Die Spötter haben nicht begriffen, was doch auch zur Tradition der
Propheten gehört: Jesu Leiden und Sterben am Kreuz gehört zu Gottes
machtvollem Eingreifen in die Menschheitsgeschichte. Der Gottessohn
hilft sich selbst und hilft uns in seinem Leiden und Sterben am
Kreuz! Die Menschen können nicht verstehen, was sie erleben. Die
Menschen sehen zu und nehmen reglos hin, wie mitten am Tag eine
Finsternis über das ganze Land kommt und die Sonne ihren Schein
verliert.

Die Bibelkundigen wissen doch, dass Gottes Schöpfung des Himmels
und der Erde mit seinem Wort beginnt "Es werde Licht" (Gen 1,3); Sie
erinnern sich auch an das Drohwort des Propheten Amos: "Zur selben
Zeit, spricht Gott der HERR, will ich die Sonne am Mittag untergehen
und das Land am hellen Tage finster werden lassen."( Amos 8,9 ).

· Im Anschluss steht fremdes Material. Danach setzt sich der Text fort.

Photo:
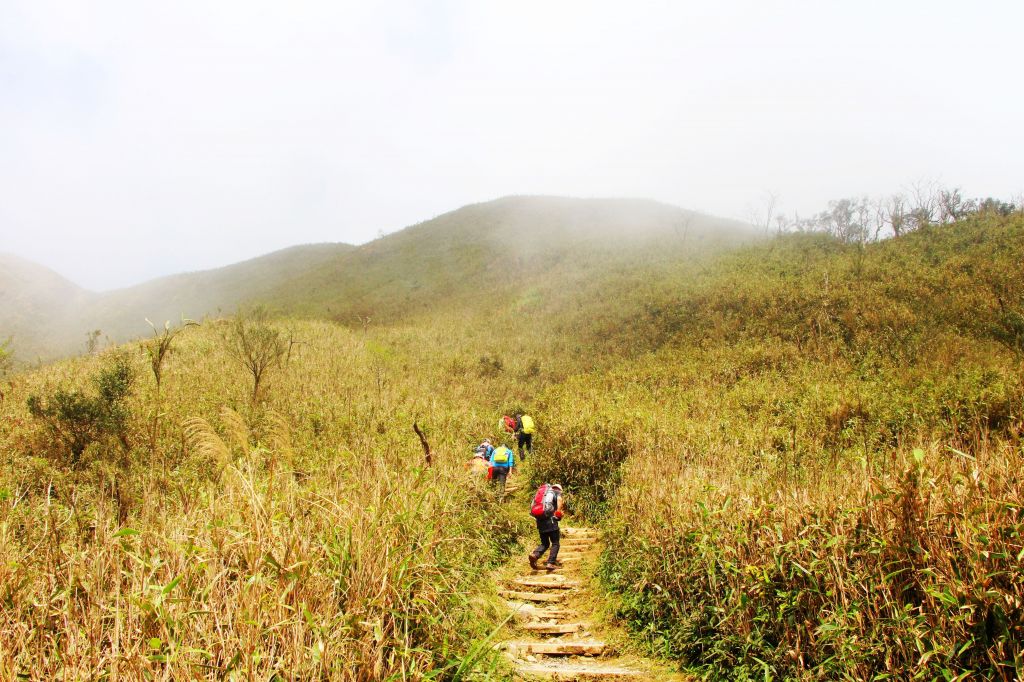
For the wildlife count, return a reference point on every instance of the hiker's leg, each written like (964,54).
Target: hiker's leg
(543,547)
(556,537)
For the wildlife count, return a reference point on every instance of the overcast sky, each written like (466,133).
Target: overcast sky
(139,138)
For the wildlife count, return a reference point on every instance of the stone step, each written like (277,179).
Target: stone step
(589,534)
(529,611)
(530,596)
(553,628)
(558,648)
(548,583)
(569,672)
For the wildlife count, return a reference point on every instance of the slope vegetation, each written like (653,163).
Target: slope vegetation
(803,456)
(465,259)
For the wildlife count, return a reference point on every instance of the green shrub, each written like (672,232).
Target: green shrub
(77,419)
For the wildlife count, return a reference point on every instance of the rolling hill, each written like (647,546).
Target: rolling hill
(460,260)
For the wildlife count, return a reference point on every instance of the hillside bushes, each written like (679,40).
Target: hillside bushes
(918,573)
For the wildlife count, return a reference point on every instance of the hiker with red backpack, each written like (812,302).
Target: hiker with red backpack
(547,510)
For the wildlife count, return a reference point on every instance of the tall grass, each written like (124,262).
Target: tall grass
(301,538)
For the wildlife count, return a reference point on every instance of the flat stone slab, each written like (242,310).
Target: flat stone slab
(524,610)
(548,583)
(553,628)
(578,648)
(530,596)
(569,672)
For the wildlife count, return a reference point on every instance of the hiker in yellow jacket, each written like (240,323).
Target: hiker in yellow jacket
(524,429)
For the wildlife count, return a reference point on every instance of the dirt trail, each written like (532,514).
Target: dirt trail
(556,636)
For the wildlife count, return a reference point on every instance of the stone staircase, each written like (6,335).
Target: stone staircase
(557,642)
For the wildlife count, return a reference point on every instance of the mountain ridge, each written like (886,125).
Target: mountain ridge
(458,257)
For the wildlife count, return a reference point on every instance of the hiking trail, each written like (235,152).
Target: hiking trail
(555,633)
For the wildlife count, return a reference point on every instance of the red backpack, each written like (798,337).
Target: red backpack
(544,502)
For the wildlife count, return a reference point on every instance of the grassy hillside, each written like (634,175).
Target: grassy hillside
(805,455)
(49,316)
(815,474)
(35,300)
(464,259)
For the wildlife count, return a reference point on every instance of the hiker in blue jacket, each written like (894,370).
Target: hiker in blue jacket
(502,465)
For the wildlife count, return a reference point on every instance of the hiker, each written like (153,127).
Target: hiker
(547,510)
(502,465)
(480,463)
(524,429)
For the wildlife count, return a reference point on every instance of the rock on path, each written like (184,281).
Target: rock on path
(557,642)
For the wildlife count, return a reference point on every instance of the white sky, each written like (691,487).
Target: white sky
(139,138)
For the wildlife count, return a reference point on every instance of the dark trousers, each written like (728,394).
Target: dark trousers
(549,539)
(524,441)
(498,477)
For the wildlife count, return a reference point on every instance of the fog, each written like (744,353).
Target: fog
(141,138)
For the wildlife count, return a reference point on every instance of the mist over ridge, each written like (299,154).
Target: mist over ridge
(442,260)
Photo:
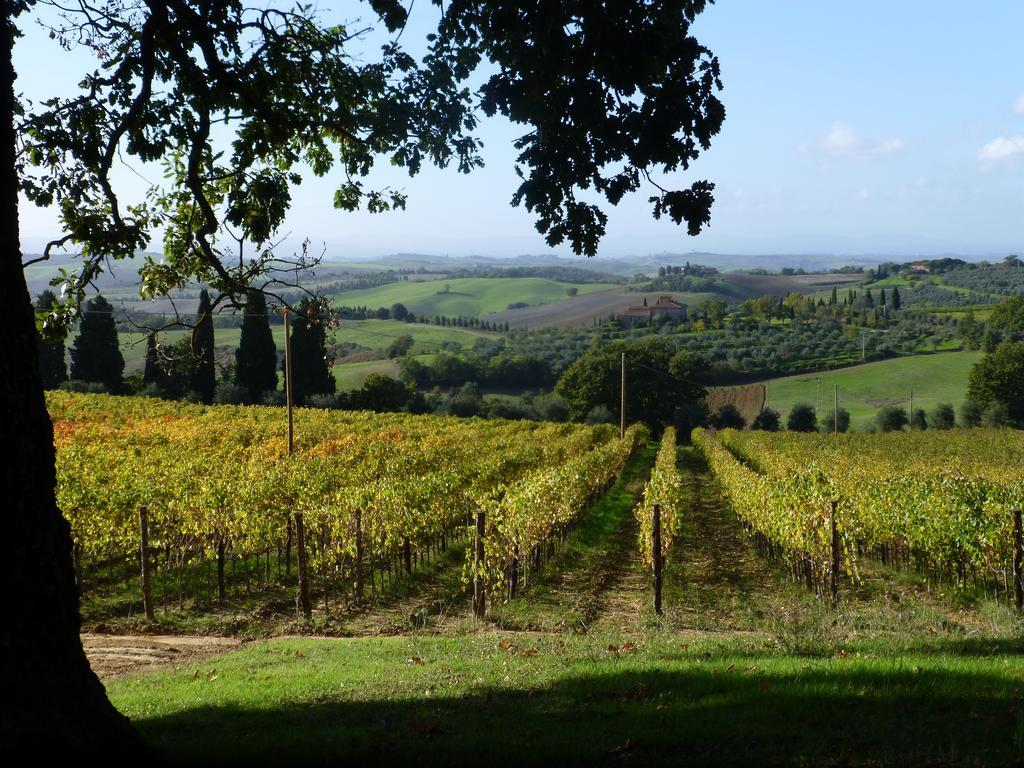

Jetzt, an dem Tag, da Jesus gekreuzigt wird, hat die Sonne am
Mittag ihren Schein verloren und ist eine Finsternis über das ganze
Land gekommen.

Dieses Erleben könnte schon verstanden werden. Aber die Menschen
haben das Vertrauen in die Botschaften ihrer heiligen Schriften
verloren.

Eigentlich müssten sie laut erklären:

Der da am Kreuz hängt, der da leidet und stirbt, das ist der
Auserwählte Gottes, das ist Gottes geliebter Sohn!

"Und der Vorhang im Tempel riss mitten entzwei." Der Vorhang im
Tempel verdeckte den heiligsten Teil des heiligen Gebäudes. Der
Vorhang des Tempels verhüllte den Ort, wo der heilige Gott nach dem
Glauben der Menschen Wohnung genommen hatte. Die Menschen sehen,
Jesus stirbt am Kreuz und Gottes Wohnstatt öffnet sich!

Das Leiden und Sterben des Gottessohnes am Kreuz macht den Tempel
zu einem offenen Heiligtum. Das Kreuz bedeutet: Menschen haben einen
freien Zugang zu Gott. Gott selbst hat diesen Zugang eröffnet. Denn
er ist Mensch geworden, hat die Begrenztheit menschlicher Existenz
angenommen, ist der Sterblichkeit nicht ausgewichen. Sterben und Tod,
selbst der Tod am Kreuz sind nicht Ausdruck von Gottesferne. Vielmehr
gilt: Gerade dort ist Gott ganz nahe.

Dieser Zugang zu Gott ist nicht nun nicht mehr exklusiv. Jesus hat
ihn für alle Menschen geöffnet. Und so kommt der erste Lobpreis
Gottes "unter dem Kreuz" von einem römischen Hauptmann, der erkennt:
"Fürwahr", hier stirbt ein frommer Mann! "Und als alles Volk, das
dabei war und zuschaute, sah, was da geschah, schlugen sie sich an
die Brust und kehrten wieder um."

Hatten diese Menschen angesichts des Leidens und Sterbens Jesu
Christi etwas fundamental Wichtiges verstanden? Hatten sie
verstanden, dass es eine teuflische Gefahr für den Glauben ist, wenn
Gottesnähe mit Leidfreiheit verwechselt wird?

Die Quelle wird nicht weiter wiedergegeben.